# Milk Pitchers?



## SeamusMcFlurry (Jul 9, 2008)

Hey, I was just wondering what milk pitchers people like? Personally I use a set of Motta jugs, which are fantastic for latte art. However, one guy I work with hates them, and prefers bell bottom jugs. Another prefers the simple straight walled jug. Just curious about people's preferences.

Cheers,

Seamus.


----------



## chrisweaver_barista (Jun 14, 2008)

I entirely agree with motta's, I love them, the 50cl ones are best for latte art IMHO. Also love the straight walled jugs for tulips though









Chris


----------



## Glenn (Jun 14, 2008)

For simple milk steaming I use a Gaggia milk jug, but for Latte Art I use a Motta.

The pointed spout on the Motta allows definition to be created that you just cannot achieve with the rounded lip jugs.


----------



## SeamusMcFlurry (Jul 9, 2008)

I agree totally. The spout on the Motta is gorgeous. Although there was a bloke at the US regionals who got perfect rosettas using a rounded lip belly jug and a spatula lol.


----------



## campbell (Jul 5, 2008)

Yeah I heard about the guy at the Us regionals, I hope to get footage of Chris DeFerio pouring double Rosetta's in two cups at the same time, I have seen him doing it but no camera's with me.

Never used a Motta, is there anything else out there that rivals it?


----------



## chrisweaver_barista (Jun 14, 2008)

I think that a straight walled jug can rival a motta!!

Maybe not with rosetta's, but my tulips are always better with a straight sided jug!!

Chris


----------



## SeamusMcFlurry (Jul 9, 2008)

Haven't really tried anything more complex with a straight wall, but I've got a couple floating about at home. Might take them into work and see what I can get from them.

Wouldn't mind trying the new Espro either. That looks awesome.


----------



## TimStyles (Jul 22, 2008)

The Mottas are great for pouring art, sure, but I find them a bit funny to steam in. The heavier steel means you have to recalibrate your timing a little.

I have a bunch of Rattleware 'Standards' that Kyle Glanville left at the house, which are nice for steaming in, and transferring to the Motta.

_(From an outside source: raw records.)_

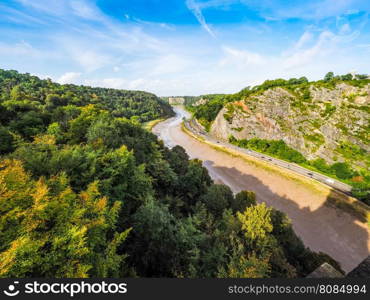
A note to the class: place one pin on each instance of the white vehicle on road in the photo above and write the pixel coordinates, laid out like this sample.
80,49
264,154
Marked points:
329,180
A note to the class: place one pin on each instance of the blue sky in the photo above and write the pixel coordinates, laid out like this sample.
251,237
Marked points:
183,47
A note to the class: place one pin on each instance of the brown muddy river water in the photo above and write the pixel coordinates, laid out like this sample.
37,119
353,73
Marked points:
322,228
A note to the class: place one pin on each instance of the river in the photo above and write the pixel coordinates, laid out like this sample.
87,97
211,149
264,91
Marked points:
320,226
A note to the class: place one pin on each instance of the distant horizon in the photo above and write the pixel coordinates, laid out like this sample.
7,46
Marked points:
184,47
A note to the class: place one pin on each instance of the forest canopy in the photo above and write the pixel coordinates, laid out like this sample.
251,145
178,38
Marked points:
86,191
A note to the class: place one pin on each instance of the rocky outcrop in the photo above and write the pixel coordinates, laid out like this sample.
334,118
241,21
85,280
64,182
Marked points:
316,122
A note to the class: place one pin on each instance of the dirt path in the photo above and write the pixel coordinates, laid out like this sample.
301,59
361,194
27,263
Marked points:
322,228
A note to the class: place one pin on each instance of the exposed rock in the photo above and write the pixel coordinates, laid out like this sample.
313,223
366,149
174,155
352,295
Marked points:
325,271
201,101
315,126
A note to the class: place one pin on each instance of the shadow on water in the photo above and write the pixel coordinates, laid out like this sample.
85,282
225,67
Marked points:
324,228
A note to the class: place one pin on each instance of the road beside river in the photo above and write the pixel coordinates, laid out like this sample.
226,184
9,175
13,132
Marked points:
321,227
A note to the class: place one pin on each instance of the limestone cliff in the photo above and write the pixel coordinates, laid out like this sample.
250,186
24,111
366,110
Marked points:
318,122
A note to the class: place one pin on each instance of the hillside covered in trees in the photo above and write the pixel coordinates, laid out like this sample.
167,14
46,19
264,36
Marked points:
322,125
86,191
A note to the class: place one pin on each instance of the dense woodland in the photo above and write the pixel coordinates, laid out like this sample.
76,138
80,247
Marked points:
85,191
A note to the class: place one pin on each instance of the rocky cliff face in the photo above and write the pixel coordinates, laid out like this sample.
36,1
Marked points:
318,122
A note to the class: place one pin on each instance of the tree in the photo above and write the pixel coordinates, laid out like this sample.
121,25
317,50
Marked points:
329,76
256,223
243,200
218,198
47,230
6,141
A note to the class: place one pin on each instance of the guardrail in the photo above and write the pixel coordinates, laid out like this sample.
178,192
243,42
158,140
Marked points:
333,183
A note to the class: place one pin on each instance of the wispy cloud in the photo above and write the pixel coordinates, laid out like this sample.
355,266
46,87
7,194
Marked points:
194,7
76,41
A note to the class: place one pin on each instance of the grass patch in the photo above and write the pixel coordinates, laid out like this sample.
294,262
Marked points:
150,124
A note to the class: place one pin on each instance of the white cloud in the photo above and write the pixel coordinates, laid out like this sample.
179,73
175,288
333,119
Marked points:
306,37
240,58
69,77
196,10
305,56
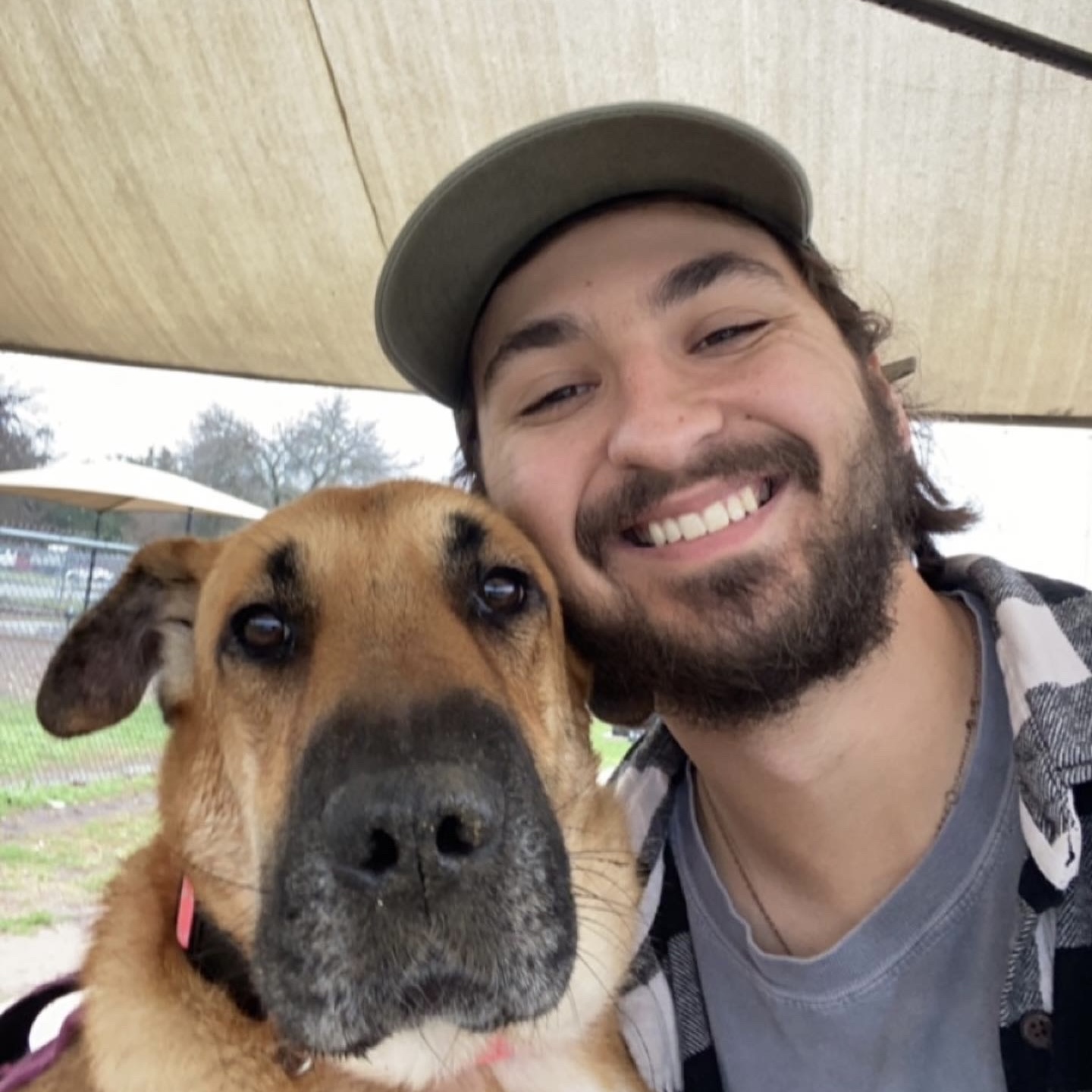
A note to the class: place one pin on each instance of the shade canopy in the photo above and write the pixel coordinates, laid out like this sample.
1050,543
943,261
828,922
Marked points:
113,485
213,186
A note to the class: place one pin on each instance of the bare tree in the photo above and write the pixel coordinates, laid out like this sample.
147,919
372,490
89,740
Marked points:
323,447
24,441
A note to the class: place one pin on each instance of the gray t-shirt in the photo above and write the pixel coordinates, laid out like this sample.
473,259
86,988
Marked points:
908,1000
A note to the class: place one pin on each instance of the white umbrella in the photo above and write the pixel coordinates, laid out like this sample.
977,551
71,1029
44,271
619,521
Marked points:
111,485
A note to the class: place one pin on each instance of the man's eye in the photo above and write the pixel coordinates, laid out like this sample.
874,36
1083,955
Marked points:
556,397
725,335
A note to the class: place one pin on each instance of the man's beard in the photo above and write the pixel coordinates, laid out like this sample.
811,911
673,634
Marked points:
754,640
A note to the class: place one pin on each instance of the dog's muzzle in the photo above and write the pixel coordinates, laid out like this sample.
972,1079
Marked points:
421,874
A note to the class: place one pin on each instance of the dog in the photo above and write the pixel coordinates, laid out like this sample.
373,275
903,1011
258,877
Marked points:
386,858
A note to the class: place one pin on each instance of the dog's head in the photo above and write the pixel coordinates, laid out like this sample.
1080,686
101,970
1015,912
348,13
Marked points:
379,777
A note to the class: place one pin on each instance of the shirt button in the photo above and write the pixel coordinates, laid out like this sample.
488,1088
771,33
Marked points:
1037,1029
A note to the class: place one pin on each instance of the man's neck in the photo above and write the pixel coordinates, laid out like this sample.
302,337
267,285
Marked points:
813,819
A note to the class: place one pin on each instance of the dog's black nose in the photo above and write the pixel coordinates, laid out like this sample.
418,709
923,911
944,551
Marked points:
419,824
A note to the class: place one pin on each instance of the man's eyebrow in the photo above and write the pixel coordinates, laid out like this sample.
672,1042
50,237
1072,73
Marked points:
538,333
687,280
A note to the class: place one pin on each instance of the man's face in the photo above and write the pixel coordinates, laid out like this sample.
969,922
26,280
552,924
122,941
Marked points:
717,483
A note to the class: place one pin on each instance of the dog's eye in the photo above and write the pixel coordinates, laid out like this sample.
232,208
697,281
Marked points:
501,591
262,633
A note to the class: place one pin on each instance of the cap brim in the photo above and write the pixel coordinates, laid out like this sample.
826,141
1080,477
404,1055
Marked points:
447,259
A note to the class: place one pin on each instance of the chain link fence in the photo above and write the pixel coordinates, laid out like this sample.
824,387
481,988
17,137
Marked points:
46,582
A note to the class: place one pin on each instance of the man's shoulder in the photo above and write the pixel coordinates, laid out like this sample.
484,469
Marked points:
997,582
1022,604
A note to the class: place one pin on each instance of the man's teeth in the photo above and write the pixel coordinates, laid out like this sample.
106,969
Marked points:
717,516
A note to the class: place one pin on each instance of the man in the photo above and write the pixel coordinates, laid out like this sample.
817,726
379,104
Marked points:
854,880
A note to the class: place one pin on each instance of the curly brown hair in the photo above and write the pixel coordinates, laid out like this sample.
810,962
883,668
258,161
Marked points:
864,331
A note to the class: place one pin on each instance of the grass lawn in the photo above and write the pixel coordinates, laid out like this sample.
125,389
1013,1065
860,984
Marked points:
29,755
612,748
58,871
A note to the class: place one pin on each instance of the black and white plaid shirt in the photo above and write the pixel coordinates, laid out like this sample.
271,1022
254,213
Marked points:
1043,632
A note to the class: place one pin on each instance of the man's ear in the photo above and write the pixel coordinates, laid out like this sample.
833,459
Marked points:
883,379
101,670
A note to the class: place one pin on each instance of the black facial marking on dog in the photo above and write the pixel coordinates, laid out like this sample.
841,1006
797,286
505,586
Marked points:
466,538
284,602
283,569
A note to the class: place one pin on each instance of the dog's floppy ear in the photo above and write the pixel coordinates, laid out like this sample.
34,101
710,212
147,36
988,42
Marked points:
101,670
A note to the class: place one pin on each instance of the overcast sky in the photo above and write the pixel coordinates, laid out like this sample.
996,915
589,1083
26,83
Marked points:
1033,484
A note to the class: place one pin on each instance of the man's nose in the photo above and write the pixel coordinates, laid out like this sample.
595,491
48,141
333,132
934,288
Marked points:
661,416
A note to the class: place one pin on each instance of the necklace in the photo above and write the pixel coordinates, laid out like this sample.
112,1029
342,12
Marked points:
950,797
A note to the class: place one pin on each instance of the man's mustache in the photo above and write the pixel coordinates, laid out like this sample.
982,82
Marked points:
786,457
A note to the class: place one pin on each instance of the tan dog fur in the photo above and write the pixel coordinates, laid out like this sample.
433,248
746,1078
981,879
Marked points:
387,629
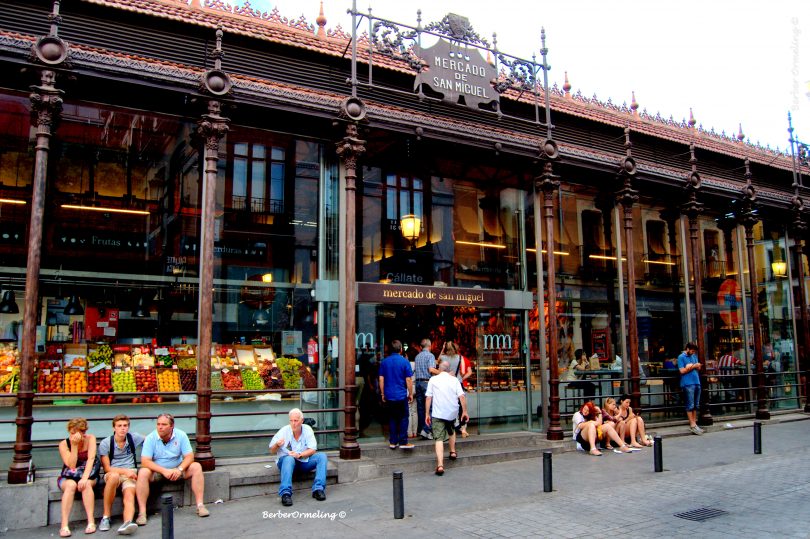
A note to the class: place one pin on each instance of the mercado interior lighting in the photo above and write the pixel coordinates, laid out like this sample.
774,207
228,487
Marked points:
104,210
559,253
482,244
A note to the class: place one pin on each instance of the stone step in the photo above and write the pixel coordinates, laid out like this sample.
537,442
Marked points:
474,442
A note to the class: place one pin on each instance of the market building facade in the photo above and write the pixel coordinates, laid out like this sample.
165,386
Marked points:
228,213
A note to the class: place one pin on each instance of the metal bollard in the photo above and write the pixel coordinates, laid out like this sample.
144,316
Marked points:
547,479
658,454
399,496
167,515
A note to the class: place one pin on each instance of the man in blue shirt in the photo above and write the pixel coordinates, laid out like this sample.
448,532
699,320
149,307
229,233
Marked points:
296,448
167,455
689,366
424,362
396,388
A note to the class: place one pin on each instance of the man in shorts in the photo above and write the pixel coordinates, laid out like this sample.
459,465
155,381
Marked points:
167,455
689,366
444,394
120,464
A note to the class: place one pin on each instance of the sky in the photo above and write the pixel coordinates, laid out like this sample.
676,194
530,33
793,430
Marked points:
732,61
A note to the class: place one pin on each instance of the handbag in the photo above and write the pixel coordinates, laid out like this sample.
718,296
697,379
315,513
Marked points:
77,473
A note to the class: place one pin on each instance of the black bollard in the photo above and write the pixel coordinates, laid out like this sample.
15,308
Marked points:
167,515
399,496
547,479
658,454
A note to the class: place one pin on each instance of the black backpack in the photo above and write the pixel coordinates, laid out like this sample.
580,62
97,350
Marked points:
131,443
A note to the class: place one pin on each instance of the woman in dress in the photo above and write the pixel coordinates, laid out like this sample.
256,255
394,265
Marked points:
589,430
77,450
631,425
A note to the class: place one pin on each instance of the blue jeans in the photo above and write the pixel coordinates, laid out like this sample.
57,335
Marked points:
398,421
288,465
421,389
691,395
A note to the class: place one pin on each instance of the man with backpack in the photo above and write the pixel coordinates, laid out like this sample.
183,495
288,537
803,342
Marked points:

The InCasa standards are really nice as well, but have to order them from Australia, as far as I know.


----------



## SeamusMcFlurry (Jul 9, 2008)

See, I actually prefer to steam in Mottas. In a normal, run of the mill, straight walled jug my hand gets too hot too quickly, so I'm guessing the temperature, whereas the thicker steel of the Motta allows me to guage the temperature much more easily. Suppose it's down to personal taste though


----------



## TimStyles (Jul 22, 2008)

You don't think that the delay in the Motta heating up might be indicative of the milk inside the pitcher being too hot?


----------



## chrisweaver_barista (Jun 14, 2008)

wow, there's more jugs around, with significant differences to make this interesting.

It might be worth a few of us getting together online and sorting out some sort of system whereby we can each try a different jug for a week and review it for the forum?

What do you guys think.. can probably do it reasonably cheaply?

Chris


----------



## SeamusMcFlurry (Jul 9, 2008)

Sounds like a great idea.


----------



## chrisweaver_barista (Jun 14, 2008)

how about we get a list of 4 or so jugs to review, 3 or 4 people to review them, and we each get a jug for a week.

marks out of 10

ability to foam milk?

ability to spin milk?

general quality of construction?

latte art (if applicable)?

and then an overall out of ten?

Chris


----------



## SeamusMcFlurry (Jul 9, 2008)

We'd have to use a uniform milk as well. Personally I'd suggest Cravendale, it's good milk and you can get it anywhere. Oh, and it's fairly cheap lol. But yeah, great suggestion. Would love to hear other people's opinions


----------



## chrisweaver_barista (Jun 14, 2008)

as we will all hopefully get a week with each jug... we only have to use the same milk ourselves for each jug. Would be interesting to see how different milk reacts!

Chris


----------



## Glenn (Jun 14, 2008)

I'm up for a jug swap, although postage would need to be considered

Another option is to have 4-6 jugs entered and then get them sent by courier between participants - I have a very economical solution for this, although we're looking at about £11 per person to do this


----------



## chrisweaver_barista (Jun 14, 2008)

That sounds good Glenn. We'll have to get something sorted out when I get back from Israel. We have a motta, an espro and some straight walled jugs, and a bell bottom now I think about it.

Should be fun, and a good write up.

Chris


----------



## James Hoffmann (Jul 24, 2008)

When I was at the SCAA there was a teflon coated pitcher floating around that I only had a quick pour on. Might have to try and get another sent over.


----------



## SeamusMcFlurry (Jul 9, 2008)

That sounds really interesting. I've heard of teflon coated portafilters and steam wands on the Marzocco GB5s, but never in a milk pitcher. I'd be hugely excited to try that lol. that and the Espro would be on my list of things to try


----------



## James Hoffmann (Jul 24, 2008)

If by Espro you mean the Torroid pitcher then I have to say I find it very hard to work with. They got the spout positioning all wrong, and whilst steaming is very easy - pouring detailed art with it is not, unless you prefer the long skinny rosettas over the full cup types.


----------



## chrisweaver_barista (Jun 14, 2008)

Yeh the Teflon milk jug sounds interesting. Not sure if it has as much use to it and the steam arm and portafilter though. I had a chance to use the teflon steam arm at the WBC, and it was really nice. Felt strange not having nice chromed metal, but really was easy to clean.

What are the teflon portafilters like James? I still have various doubts regarding their performance alongside the brass, and also residue in the cup?

Chris


----------



## heminui (Jan 24, 2009)

anyone know where you can buy the cheapo Jarra jugs? I like them the best, straight-ish sides and nice spout for pouring art- about £7 for a 600ml I last paid

I was getting them from the purebeans site, but that's been bought by hasbeen and they no longer stock them- Pages very occasionally have them, but they're overpriced anyways


----------